The cleverly titled Spill Simmer Falter Wither (March 2016) by Sara Baume is already one of my favorite books of 2016. Quiet, intense books appeal to me, particularly when the language is so gorgeously evocative that I need to stop and reread sentences just for the pleasure of their sound.
A troubled man adopts a one-eyed dog, a good ratter he hopes, as there are rats in his attic. Ray lives a frightened life and though he is now middle-aged, he’s had little contact with people beyond his now deceased dad. Adopting ONEEYE from the shelter brings Ray the deepest relationship of his life.

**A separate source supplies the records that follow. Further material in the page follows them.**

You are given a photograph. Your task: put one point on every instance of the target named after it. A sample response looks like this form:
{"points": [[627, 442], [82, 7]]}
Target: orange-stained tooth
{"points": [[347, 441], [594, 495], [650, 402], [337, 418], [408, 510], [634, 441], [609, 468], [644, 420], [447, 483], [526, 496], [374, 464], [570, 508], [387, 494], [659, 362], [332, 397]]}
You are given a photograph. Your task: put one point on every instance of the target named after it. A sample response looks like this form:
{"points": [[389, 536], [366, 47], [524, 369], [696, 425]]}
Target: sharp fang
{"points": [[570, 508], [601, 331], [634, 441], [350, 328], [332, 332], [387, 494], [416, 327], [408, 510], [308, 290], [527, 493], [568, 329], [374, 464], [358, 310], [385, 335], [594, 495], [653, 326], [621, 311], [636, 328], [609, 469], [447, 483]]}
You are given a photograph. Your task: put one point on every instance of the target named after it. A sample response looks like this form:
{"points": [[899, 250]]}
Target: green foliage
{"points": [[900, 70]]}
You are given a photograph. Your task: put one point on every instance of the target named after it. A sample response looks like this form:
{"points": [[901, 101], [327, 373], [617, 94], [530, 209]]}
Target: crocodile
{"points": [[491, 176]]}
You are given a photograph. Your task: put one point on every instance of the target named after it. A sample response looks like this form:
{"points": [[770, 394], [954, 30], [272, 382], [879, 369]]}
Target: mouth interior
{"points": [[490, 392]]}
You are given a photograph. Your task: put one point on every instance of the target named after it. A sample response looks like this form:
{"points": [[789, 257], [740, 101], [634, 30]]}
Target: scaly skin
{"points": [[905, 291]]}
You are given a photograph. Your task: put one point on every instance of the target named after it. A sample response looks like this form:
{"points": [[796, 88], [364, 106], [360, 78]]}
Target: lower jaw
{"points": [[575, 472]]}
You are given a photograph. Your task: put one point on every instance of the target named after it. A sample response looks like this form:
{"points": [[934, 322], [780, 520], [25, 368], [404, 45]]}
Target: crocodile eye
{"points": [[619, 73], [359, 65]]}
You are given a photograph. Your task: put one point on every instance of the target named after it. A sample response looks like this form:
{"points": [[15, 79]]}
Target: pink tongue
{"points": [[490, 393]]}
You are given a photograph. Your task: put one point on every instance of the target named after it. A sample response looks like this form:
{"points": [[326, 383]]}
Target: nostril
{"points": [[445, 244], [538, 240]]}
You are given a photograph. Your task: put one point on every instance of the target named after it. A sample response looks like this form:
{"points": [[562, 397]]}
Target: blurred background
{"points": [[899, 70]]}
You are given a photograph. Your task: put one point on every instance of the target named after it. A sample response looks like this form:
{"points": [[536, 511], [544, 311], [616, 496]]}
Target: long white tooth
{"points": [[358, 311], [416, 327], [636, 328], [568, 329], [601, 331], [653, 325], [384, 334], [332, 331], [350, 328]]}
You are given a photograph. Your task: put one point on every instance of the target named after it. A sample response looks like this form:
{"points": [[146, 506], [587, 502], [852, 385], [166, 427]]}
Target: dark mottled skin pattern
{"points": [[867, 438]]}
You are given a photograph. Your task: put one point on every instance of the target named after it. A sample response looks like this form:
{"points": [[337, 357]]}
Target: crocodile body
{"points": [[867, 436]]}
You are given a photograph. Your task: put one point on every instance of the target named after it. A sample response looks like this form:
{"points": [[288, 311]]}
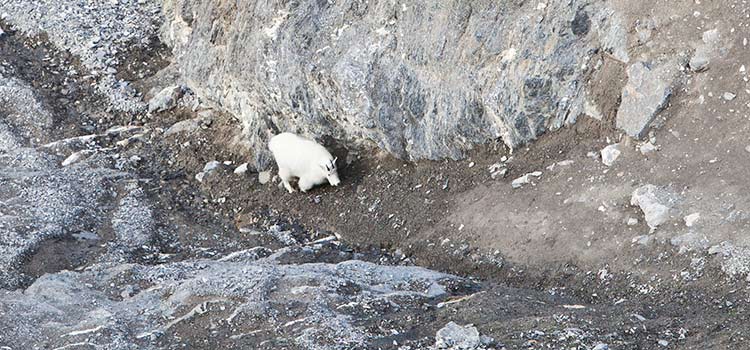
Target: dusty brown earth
{"points": [[563, 240]]}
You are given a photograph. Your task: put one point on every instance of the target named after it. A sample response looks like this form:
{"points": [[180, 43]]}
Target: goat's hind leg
{"points": [[285, 178]]}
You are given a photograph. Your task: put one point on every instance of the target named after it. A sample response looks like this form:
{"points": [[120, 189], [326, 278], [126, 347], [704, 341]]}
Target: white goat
{"points": [[302, 158]]}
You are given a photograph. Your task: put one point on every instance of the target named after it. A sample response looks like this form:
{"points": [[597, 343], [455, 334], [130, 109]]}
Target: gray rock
{"points": [[133, 306], [525, 179], [95, 34], [264, 177], [353, 72], [456, 337], [644, 96], [655, 202], [165, 100], [209, 168], [610, 154], [728, 96], [185, 126], [241, 170]]}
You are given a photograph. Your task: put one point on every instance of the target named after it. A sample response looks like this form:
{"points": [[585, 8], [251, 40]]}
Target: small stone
{"points": [[711, 36], [647, 148], [642, 240], [691, 219], [241, 170], [453, 336], [498, 170], [264, 177], [699, 62], [165, 100], [207, 169], [655, 202], [610, 154], [525, 179], [647, 92]]}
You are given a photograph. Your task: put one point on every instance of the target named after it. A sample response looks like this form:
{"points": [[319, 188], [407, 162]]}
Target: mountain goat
{"points": [[302, 158]]}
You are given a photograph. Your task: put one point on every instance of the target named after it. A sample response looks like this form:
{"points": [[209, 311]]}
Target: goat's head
{"points": [[331, 172]]}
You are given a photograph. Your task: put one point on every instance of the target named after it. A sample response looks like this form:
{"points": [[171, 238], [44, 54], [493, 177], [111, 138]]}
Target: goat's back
{"points": [[297, 153]]}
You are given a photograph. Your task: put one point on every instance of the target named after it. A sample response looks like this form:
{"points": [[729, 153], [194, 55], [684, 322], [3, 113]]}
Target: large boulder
{"points": [[418, 80]]}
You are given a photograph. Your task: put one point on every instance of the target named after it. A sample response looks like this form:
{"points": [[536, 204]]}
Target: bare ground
{"points": [[561, 241]]}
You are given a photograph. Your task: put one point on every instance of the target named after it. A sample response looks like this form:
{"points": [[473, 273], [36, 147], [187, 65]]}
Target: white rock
{"points": [[655, 204], [498, 170], [241, 169], [642, 240], [648, 147], [165, 100], [691, 219], [453, 336], [523, 180], [264, 177], [711, 36], [610, 154], [76, 157], [207, 169]]}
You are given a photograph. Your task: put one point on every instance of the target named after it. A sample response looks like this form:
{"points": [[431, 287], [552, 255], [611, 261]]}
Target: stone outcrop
{"points": [[422, 81]]}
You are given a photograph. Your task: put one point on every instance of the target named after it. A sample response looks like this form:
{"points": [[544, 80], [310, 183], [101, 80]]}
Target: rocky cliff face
{"points": [[422, 81]]}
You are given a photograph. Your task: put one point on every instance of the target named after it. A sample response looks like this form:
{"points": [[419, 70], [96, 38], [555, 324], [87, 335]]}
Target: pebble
{"points": [[691, 219], [241, 170], [647, 148], [498, 169], [526, 179], [264, 177], [610, 154]]}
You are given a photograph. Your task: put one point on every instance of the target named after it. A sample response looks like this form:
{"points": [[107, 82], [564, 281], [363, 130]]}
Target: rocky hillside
{"points": [[515, 175], [421, 81]]}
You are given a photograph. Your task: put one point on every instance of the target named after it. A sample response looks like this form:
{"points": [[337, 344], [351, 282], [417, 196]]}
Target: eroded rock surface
{"points": [[422, 81]]}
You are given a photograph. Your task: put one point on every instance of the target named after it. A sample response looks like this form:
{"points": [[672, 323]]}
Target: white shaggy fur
{"points": [[305, 159]]}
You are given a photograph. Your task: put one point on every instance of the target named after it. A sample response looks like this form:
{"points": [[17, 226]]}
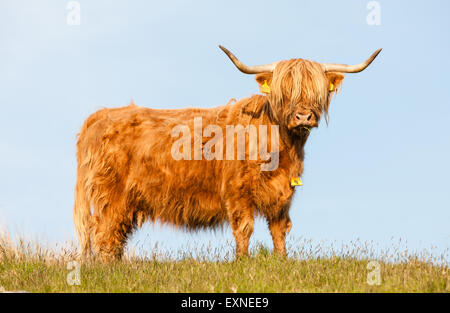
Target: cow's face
{"points": [[299, 93]]}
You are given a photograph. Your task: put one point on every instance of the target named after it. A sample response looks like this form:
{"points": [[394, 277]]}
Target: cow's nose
{"points": [[303, 118]]}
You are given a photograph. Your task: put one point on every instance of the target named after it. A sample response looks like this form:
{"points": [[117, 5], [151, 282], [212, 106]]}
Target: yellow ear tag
{"points": [[296, 182], [265, 87]]}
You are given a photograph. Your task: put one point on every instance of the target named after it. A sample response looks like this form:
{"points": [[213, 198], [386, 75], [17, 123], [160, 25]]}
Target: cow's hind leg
{"points": [[241, 220], [110, 236], [279, 227]]}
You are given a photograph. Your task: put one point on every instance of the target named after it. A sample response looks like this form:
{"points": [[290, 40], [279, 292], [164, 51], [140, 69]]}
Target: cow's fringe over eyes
{"points": [[299, 82]]}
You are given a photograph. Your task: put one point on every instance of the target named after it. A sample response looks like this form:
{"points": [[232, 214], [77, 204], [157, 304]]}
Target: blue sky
{"points": [[379, 169]]}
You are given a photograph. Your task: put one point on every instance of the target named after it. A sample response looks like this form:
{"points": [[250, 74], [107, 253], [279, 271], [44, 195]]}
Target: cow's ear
{"points": [[334, 80], [264, 80]]}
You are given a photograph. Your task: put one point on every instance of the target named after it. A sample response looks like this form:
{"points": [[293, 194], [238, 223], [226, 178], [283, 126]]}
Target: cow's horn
{"points": [[248, 69], [343, 68]]}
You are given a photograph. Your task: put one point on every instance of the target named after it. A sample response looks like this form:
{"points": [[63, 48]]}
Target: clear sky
{"points": [[380, 169]]}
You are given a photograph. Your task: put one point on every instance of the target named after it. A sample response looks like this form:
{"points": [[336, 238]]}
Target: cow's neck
{"points": [[291, 146]]}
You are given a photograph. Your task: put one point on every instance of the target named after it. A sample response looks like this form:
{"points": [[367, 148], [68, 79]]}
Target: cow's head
{"points": [[299, 91]]}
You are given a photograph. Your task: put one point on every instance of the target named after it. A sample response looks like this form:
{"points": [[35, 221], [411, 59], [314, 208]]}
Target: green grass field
{"points": [[26, 266]]}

When ONEEYE injures another dog, Ray fears for his dog’s fate. They flee, living in Ray’s car for a year, traveling the country. Two wanderers, they are opposites in personality. The dog is as aggressive as Ray is passive. The dog will eat anything while Ray selects from the same limited menu. Together, they are almost whole.
Told effectively in second-person point of view, the story allows us to eavesdrop as Ray speaks to ONEEYE, sharing his confessions, his fears, his self-loathing. We observe the dog through Ray’s lens, read into it his dependence upon his master. Slowly we learn of Ray’s relationship with his father and come to understand this sad man.
Baume’s sense of place is superb and though it’s not directly named, we infer the story is set in seaside Ireland. The protagonist is not directly named either, only conveyed as “it is the same word as sun beams and winged and boneless sharks (8).” The prose is lyrical and distinctive; Baume rounds a corner to make a point.
The winner of numerous awards including the Rooney Prize for Irish Literature and the Sunday Independent Newcomer of the Year Award, Spill Simmer Falter Wither is a powerful debut that I will read again. Highly recommended.